Secrets (or how I really spent my summer)

I’m of the opinion that it isn’t healthy to keep secrets. Ultimately the truth needs to come out and it’s easier to just be honest along the way. But I’ll be the first to admit that this has not been my summer of full disclosure.

Remember that super-great job that my husband got at the beginning of the summer? The one that was going to get us out of debt before the end of the year (including a huge chunk of the student loan), and help us put aside for retirement, savings, and possibly a house? The one that was going to send us to the dentist come October 1st? The one that made me finally relax and feel like a real person again after that long job hunt?

There was one good thing came from that job: I relaxed enough about our situation that we decided to work on baby #2.

And almost as soon as I conceived the job didn’t turn out to be what we thought, and with the little money we had made in those few short weeks my husband came home and got to looking full-time for another job. We were full of faith and optimism, knowing that he could get another job easily and that we’d be back on track with our plans in no time, but the offers that came in were often commission-only or in other ways unacceptable, and time wore on.

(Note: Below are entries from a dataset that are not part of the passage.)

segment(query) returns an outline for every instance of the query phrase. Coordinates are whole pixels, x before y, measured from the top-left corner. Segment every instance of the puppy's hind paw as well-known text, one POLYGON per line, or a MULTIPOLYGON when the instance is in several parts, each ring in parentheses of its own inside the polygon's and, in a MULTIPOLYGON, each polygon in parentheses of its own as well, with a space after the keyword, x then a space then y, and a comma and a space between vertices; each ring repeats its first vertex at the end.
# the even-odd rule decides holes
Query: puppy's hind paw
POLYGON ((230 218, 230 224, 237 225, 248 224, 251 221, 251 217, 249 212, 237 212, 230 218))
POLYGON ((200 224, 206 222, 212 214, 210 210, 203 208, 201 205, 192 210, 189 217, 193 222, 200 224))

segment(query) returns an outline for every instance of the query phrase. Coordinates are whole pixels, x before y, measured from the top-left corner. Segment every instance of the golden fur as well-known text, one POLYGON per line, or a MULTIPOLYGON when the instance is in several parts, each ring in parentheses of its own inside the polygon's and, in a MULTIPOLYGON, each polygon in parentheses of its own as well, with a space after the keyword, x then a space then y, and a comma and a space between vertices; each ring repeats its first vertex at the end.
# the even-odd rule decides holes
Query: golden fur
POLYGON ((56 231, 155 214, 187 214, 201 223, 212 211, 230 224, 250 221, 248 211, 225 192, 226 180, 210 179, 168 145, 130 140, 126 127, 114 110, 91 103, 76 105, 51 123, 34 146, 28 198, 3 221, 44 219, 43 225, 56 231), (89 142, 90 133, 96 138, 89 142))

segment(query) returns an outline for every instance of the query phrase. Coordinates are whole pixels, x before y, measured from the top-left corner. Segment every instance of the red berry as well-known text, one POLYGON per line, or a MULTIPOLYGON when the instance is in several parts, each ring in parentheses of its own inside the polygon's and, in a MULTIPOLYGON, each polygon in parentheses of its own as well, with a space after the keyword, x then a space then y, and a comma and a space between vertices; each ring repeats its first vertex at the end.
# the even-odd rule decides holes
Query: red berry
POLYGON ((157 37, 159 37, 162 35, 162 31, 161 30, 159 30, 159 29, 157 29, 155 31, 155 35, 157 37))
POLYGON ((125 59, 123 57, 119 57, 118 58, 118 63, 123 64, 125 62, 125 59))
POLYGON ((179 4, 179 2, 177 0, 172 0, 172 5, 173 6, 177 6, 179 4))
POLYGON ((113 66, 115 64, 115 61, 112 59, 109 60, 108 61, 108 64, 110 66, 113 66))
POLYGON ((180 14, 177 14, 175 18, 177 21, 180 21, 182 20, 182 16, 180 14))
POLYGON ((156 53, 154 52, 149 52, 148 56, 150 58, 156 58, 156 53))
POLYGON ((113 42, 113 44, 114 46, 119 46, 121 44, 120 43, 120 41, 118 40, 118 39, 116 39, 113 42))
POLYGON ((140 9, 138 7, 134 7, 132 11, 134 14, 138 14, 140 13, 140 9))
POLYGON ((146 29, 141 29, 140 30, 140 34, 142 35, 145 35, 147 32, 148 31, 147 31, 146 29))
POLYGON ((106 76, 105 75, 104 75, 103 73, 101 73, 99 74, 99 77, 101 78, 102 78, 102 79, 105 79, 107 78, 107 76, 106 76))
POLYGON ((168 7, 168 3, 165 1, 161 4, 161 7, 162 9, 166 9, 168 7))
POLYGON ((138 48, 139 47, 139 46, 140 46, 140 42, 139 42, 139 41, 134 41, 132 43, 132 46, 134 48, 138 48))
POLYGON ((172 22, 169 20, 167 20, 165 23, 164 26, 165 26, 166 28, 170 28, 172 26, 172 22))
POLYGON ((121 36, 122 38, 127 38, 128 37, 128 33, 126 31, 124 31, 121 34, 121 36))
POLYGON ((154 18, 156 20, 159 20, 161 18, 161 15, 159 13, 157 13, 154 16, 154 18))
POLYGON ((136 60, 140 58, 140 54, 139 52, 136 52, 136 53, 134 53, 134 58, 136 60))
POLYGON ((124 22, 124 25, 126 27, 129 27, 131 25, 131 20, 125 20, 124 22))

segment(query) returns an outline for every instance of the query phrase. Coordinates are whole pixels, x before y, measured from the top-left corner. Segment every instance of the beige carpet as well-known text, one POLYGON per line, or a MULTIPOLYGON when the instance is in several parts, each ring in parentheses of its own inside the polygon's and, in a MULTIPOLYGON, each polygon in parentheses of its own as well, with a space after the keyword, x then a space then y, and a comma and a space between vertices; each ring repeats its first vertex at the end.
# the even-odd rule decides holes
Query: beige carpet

There were several days that I thought we’d reached the end, that we were done with the trials and good would come on the morrow but the only thing to greet me when I woke was another day of sameness. And even though I thought I couldn’t do it, I did. The day our computer died capped the end of a week full of bad news. How could we possibly get a job without a computer? I thought for sure we were at the end then, and I knew that Monday morning would greet us with an acceptable job offer, and a call back for me for some of the things I had been investigating. It didn’t, and I survived. It would be another week before he got a job that we felt good about, and none of my fruitful leads ever did work out (but at least Sylvan called me back, as you already know.)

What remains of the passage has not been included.